We cannot agree with the contention of counsel for appellant that the introductory clause of the claims is a limitation. The composition is set out subsequent to the preamble or introductory clause and distinctly points out what the composition is. That composition, as defined by the claims, is to be used as a veterinary anthelmintic composition, but such use neither adds nor detracts from what the composition actually is.
It is true that in the case of In re Hall, 35 C.C.P.A., Patents, 1178, 168 F.2d 92, and in the Williams case, supra, it has been held by us that matters known only subsequent to the filing date of an application are not available as references against such application, but it is equally well settled that claims in a patent application cannot be held to involve invention if the composition defined in such claims is not novel, and, of course, patents for old compositions of matter based on new use of such compositions, without change therein, may not lend patentability to claims. In re Thuau, supra.
There can be no doubt that a patentee and, subsequent to the expiration of the patent, the public, is entitled to every use of which an invention is susceptible whether such use be known or unknown to the patentee. Therefore, it is clear that if the composition defined in the involved claims reads on the toluene solution of diphenylmethane compound shown in the prior art, it makes no difference whether or not the use of that compound or of toluene as an anthelmintic was known or unknown when appellant filed his application.

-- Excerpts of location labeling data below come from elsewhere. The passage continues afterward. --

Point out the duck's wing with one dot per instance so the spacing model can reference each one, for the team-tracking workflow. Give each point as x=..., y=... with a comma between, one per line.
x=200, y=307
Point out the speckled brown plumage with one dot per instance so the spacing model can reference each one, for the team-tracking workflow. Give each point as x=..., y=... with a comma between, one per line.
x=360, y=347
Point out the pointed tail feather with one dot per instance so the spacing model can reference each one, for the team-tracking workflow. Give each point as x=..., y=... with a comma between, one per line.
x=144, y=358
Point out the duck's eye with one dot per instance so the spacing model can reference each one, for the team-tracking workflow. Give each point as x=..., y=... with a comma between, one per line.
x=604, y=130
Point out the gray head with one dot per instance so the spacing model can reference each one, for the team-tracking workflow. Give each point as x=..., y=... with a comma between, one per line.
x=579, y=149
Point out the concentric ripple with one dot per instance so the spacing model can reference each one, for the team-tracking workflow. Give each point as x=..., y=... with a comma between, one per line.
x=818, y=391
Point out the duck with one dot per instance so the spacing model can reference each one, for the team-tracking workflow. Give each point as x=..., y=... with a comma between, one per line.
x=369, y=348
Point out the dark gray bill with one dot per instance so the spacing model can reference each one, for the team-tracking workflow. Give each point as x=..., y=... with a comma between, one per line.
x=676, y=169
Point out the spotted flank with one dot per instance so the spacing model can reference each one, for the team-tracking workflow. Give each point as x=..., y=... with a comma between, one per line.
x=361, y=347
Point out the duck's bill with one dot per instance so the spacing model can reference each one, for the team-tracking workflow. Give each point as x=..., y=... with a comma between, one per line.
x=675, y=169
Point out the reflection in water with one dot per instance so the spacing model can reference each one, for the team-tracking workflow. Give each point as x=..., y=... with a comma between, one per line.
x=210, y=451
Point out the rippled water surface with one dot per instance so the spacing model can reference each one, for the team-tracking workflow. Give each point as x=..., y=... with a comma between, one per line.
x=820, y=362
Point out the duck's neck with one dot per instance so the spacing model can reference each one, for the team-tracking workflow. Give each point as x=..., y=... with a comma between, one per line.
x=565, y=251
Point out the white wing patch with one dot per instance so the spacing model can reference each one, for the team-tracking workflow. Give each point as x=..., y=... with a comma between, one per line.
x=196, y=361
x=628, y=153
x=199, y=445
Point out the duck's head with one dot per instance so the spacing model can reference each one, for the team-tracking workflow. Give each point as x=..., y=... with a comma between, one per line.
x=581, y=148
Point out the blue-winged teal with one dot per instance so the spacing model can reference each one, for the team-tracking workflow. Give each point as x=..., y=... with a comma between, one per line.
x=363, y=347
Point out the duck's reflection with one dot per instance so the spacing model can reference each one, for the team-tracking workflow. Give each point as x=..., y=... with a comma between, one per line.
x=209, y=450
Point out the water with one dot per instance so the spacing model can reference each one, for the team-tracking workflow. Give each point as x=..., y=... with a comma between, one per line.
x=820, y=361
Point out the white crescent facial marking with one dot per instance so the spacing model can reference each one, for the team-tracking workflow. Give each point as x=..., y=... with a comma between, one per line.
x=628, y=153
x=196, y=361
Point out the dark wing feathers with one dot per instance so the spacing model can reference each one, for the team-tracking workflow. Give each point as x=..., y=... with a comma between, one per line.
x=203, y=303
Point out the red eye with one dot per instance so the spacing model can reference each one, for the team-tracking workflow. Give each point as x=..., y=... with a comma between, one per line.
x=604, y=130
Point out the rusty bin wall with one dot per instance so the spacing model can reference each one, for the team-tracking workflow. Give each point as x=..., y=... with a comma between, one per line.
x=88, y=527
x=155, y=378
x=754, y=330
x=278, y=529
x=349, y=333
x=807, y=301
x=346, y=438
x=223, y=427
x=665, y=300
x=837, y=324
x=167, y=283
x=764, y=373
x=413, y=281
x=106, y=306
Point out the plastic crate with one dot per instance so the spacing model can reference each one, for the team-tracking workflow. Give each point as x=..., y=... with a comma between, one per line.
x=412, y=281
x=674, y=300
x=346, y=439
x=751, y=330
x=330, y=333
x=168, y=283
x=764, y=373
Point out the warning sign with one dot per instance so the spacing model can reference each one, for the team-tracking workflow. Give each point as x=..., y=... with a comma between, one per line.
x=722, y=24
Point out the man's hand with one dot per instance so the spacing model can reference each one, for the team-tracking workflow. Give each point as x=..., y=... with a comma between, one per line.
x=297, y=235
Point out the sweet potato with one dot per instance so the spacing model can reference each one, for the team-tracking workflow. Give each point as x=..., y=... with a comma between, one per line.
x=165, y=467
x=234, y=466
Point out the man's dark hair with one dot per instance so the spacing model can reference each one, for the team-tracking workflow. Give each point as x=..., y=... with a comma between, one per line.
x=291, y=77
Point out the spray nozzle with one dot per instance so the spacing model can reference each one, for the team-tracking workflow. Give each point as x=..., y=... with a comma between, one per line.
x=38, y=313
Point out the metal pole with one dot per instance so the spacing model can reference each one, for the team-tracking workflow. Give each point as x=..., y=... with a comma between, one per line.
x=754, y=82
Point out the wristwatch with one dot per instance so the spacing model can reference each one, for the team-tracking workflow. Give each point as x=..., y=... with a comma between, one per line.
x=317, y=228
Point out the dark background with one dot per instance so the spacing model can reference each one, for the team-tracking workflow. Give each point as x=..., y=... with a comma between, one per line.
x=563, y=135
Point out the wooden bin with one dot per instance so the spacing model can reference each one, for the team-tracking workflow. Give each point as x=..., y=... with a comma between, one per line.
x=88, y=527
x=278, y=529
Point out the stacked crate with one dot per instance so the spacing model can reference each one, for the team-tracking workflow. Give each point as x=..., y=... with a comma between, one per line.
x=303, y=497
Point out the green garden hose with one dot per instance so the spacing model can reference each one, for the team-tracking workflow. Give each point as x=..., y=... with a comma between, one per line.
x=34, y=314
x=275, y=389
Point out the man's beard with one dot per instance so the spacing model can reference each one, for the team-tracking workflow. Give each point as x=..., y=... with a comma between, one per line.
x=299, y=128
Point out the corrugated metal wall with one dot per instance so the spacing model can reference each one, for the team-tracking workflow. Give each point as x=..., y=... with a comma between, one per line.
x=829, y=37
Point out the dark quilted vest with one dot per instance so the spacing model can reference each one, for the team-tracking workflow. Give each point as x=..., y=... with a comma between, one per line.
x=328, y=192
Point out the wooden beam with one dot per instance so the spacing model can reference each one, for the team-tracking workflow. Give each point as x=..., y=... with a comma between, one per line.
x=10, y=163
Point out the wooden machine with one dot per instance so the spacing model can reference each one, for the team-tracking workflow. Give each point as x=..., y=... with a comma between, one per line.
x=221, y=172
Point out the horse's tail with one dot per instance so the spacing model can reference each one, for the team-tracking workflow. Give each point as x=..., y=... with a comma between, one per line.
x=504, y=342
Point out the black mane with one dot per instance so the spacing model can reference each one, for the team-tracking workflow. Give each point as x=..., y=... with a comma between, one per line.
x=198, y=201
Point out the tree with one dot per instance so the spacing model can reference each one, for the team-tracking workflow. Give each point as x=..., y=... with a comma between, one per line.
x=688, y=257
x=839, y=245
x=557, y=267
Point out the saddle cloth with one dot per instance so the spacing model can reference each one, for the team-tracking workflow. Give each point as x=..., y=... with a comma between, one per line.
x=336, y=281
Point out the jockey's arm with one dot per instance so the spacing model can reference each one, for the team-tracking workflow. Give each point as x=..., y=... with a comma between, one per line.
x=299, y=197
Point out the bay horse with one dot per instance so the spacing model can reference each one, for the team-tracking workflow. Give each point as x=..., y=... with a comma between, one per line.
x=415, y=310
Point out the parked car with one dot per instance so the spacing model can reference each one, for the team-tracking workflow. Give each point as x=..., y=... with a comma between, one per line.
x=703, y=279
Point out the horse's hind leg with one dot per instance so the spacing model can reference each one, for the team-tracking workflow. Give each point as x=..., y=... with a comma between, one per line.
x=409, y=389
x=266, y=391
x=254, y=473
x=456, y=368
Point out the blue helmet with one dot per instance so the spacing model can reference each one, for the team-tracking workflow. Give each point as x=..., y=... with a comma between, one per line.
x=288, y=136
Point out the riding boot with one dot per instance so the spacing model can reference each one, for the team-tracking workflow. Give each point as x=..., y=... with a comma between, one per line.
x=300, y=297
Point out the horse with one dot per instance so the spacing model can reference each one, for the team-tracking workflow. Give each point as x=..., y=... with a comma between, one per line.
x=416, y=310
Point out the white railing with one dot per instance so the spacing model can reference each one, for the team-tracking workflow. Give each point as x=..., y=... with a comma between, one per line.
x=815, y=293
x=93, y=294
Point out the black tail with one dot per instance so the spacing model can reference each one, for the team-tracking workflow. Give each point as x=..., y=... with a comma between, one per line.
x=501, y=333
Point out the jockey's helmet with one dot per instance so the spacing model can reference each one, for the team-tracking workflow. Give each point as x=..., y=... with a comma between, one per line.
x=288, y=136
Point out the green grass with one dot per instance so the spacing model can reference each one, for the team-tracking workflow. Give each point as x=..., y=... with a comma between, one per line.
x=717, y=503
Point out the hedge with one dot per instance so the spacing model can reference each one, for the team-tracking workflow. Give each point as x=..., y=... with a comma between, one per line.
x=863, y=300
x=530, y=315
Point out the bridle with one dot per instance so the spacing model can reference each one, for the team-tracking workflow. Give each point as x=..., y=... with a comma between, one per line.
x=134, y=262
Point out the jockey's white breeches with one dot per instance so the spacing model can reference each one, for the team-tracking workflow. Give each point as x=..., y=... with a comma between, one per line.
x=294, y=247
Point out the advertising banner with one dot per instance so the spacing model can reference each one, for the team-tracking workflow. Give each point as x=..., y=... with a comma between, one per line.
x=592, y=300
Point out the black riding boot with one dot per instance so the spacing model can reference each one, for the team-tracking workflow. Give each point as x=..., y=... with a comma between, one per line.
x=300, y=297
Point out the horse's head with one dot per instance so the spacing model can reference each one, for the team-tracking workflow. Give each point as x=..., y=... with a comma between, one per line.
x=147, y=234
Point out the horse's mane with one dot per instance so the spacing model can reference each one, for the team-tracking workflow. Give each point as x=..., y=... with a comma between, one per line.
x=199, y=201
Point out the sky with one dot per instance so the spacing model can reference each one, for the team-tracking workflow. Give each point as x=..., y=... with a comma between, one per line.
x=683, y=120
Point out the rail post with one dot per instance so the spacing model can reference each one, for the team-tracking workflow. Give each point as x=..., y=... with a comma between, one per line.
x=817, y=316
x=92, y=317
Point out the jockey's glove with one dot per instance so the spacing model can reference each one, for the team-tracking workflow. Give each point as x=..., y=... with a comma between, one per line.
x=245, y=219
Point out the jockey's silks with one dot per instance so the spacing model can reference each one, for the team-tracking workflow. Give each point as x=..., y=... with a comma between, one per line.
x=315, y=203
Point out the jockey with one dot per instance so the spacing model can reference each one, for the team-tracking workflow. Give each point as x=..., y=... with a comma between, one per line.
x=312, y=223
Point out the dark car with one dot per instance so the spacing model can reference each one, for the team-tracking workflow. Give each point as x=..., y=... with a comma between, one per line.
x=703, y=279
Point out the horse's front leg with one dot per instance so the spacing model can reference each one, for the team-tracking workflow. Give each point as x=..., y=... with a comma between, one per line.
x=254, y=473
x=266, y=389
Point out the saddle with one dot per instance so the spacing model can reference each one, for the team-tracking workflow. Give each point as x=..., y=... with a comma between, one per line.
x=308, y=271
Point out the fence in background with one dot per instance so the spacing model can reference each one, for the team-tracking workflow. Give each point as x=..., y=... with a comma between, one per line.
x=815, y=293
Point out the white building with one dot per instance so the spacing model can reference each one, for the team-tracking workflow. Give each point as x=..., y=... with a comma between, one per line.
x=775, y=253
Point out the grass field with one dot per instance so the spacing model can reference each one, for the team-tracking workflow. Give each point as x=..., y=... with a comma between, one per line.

We cannot see from the structure of the involved claims that the composition defined therein differs from the composition of the prior art for the reason that no quantities or proportions have been stated. We cannot agree with the contention of counsel for appellant that the compositions defined in the involved claims differ from the composition of the prior art because the ingredients must be present in such proportions that each will assert an anthelmintic effect. Furthermore, it would seem to us that the proposed amendment heretofore referred to does not agree with the present contention that the involved claims as written are restricted to proportions of the ingredients.
We are of opinion that the prior art composition is included within the scope of the rejected claims and, therefore, the compositions defined therein are unpatentable.
For the reasons set forth herein the decision of the Board of Appeals is affirmed.